CI reports that although the authorities have ordered the destruction of the unauthorised GM papaya, scientists ‘fear that that contamination has spread’. Thailand’s exports, they continue, have ‘already suffered’ - one large European importer cancelled an order for papaya, stating that European consumers did not want GM foods.

Moving on from GM labelling rules, Europe is now tackling the controversial subject of seed thresholds. At a hearing last week the EU’s incoming farm chief Mariann Fischer Boel told members of the European Parliament that GMO seed thresholds should be set at the lowest possible level, a position favoured by green groups.
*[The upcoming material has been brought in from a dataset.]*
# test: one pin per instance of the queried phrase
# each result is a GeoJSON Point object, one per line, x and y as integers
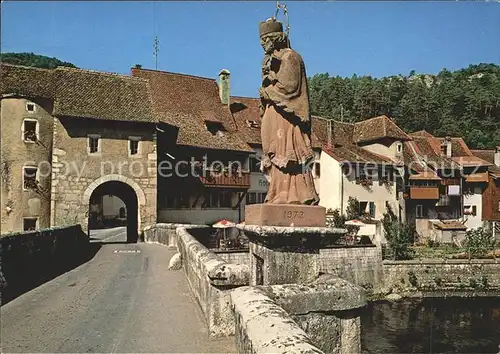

"My clear view is that (GMO) residues should be as low as possible, taking into account all the interests at stake in setting a limit," she said, set to start work in November when the current EU Commission is replaced. "If we want to continue with organic production in the long term, we have to pay attention to that."

Last month, the current Commission failed to agree over the latest version of the seeds proposal. The proposal that was discussed would have allowed maize and rapeseed, the only two GMO crops authorised, to contain 0.3 per cent GMOs before being labelled as biotech. A 'detection level' of 0.1 per cent, is the lowest level technically feasible.